Paralyzed

Paralyzed by perfection.  That is such an apt description, isn’t it?

I have spent the day with 2 dear dear friends.  We’ve had a fabulous time watching Downton Abbey episodes, eating, working on craft projects, laughing (mostly at ourselves) and discussing the not so fun parts of aging. (I will spare you the details).

They were teasing me about how happy I am to be blogging and all the goofy (my word) things about which I write. We chatted about perfectionism and then something was said that grabbed my attention. One of them made the comment that sometimes she is paralyzed by perfectionism.

Isn’t that exactly right?

The question begs to be asked. Make that a few questions!

  1. Why are we paralyzed by perfectionism?
  2. How are we paralyzed by perfectionism?
  3. Can we get rid of the paralysis?

I’m going to answer the third question first just to have a little fun.

Can we get rid of the paralysis?

I believe we can. By moving. By doing. Especially if we are moving in response to helping someone in need.  This may sound a bit simplistic.  Perhaps it is but then I am a simple kind of gal so it works for me. Providing a meal for someone who is ill is a way to get moving away from the idea that every meal I cook needs to be perfect.  Making and delivering a pot of soup can be the ideal situation in which I can get moving and not be paralyzed by perfectionism. The recipient will be grateful to have some healthy nourishment.

Now on to the second question.

How are we paralyzed by perfectionism?

We are paralyzed by perfectionism when we don’t attempt something new because we may fail. There are things I have never attempted because I didn’t think I would be able to do them OR it would require too much work to do them perfectly.  I’ve mentioned this before but what if I learn to play the piano mediocrely (for my ears only)?  Will it hurt anybody if I don’t tickle the ivories like Liberace?  Not likely-although MOMD might disagree if he is subjected to it on a regular basis.

What if our thinking is flawed? What if I’m a child middle-aged senior prodigy and didn’t know it? I might have missed out on the pleasure of playing because I didn’t THINK I could do it perfectly.

And finally…

Why are we paralyzed by perfectionism?

In my opinion we are paralyzed because of thinking we won’t be able to do it perfectly (as stated in the section above).

But also we allow ourselves to be paralyzed because of the ugly C word.  What ugly C word you may ask?  Any guesses?

Comparison.

That is the ugly C word to which I refer. Comparison is good as in comparison shopping for a lower price or better features.  I’m always about a good deal.  Always.

But I get myself into some BIG messes when I compare myself and my talents and gifts to those of another. It is easy to see that she does something perfectly while my attempt pales in comparison.

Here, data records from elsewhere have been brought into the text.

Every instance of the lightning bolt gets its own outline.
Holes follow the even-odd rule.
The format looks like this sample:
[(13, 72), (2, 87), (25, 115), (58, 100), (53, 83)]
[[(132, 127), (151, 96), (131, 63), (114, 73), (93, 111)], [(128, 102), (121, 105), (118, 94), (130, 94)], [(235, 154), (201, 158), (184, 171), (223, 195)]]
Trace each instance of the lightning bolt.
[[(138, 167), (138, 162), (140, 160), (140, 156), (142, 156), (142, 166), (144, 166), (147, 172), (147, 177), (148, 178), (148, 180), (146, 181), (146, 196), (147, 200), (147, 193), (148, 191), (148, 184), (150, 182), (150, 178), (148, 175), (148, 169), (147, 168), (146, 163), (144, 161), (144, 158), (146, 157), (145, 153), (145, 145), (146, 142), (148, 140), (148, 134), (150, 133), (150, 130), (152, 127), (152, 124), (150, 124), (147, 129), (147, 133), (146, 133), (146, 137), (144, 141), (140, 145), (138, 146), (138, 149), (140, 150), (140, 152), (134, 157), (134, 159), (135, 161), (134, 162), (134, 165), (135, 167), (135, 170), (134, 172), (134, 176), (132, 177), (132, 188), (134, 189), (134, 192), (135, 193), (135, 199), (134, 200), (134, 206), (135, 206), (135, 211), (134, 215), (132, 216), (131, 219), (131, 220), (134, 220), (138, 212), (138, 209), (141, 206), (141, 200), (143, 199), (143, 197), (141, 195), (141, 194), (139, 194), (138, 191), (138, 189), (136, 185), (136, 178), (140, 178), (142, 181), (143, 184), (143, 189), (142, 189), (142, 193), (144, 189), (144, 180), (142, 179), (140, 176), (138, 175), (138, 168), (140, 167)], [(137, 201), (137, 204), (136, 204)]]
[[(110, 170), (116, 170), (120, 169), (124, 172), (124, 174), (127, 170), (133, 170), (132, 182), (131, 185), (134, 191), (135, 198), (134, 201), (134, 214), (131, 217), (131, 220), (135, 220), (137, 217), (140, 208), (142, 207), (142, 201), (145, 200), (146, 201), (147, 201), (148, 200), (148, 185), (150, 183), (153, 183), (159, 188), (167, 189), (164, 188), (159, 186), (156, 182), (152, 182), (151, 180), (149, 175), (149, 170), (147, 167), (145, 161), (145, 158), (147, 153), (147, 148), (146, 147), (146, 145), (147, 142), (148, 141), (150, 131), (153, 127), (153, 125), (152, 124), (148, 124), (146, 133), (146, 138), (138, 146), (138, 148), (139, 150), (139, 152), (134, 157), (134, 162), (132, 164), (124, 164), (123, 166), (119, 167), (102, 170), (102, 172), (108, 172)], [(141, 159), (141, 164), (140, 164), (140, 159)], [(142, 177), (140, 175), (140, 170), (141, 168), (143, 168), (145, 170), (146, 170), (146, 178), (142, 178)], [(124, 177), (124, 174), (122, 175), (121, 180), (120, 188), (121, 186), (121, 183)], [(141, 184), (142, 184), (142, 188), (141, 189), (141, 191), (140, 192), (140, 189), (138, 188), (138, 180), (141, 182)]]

One more reason why we are paralyzed by perfectionism: we equate perfect with success.  People succeed at things all the time at which they are not perfect.  They try, they practice, they improve.  When they fail, they try again. And keep improving.

And so here is my challenge. (You KNOW you were waiting for it). Get up and move. Make a mistake. Try something new. Thumb your nose (is that like swearing?) at perfectionism and throw caution to the wind.

I’m in the process of making a crafty little project this week. It’s not perfect BUT I am going to share a picture in a day or two just so you’ll know I’m taking my own advice.

Thank you for reading!

4 comments

  1. Bonnie Bradley says:

    I suffer from many many things but that’s not one of them I know I can’t do it perfectly so I never tried but I am going to do something new I except your challenge Miss Condy

  2. John P says:

    I got news for you, toots; you are not a senior yet. When your Boxster payments are being made from your Social Security, THEN you are a senior.

    The biggest and baddest critique does not come from the big “C” word, it comes from within, and it is undeniable. That is what slows down projects and often saps energy. It affects me and it affects the WOMD, who is also your very good friend. We sometimes know our skill and want to execute in perfection (and only then is there the luxury of worrying about the opinions of others) at other times we are not so sure about the skill level but still demand perfection. That is why it took over 300 hours to build an “heirloom” bassinet that should have taken 100 (heck I took two hours to select the Oak at Home Depot).
    I think that we can be our own worst enemy though filled with good intentions and expectations.
    Now I gotta stop grousing and go finish that Ballet Bar for the Wild Child. Don’t ask when I started it. I’d have no option other than a white lie.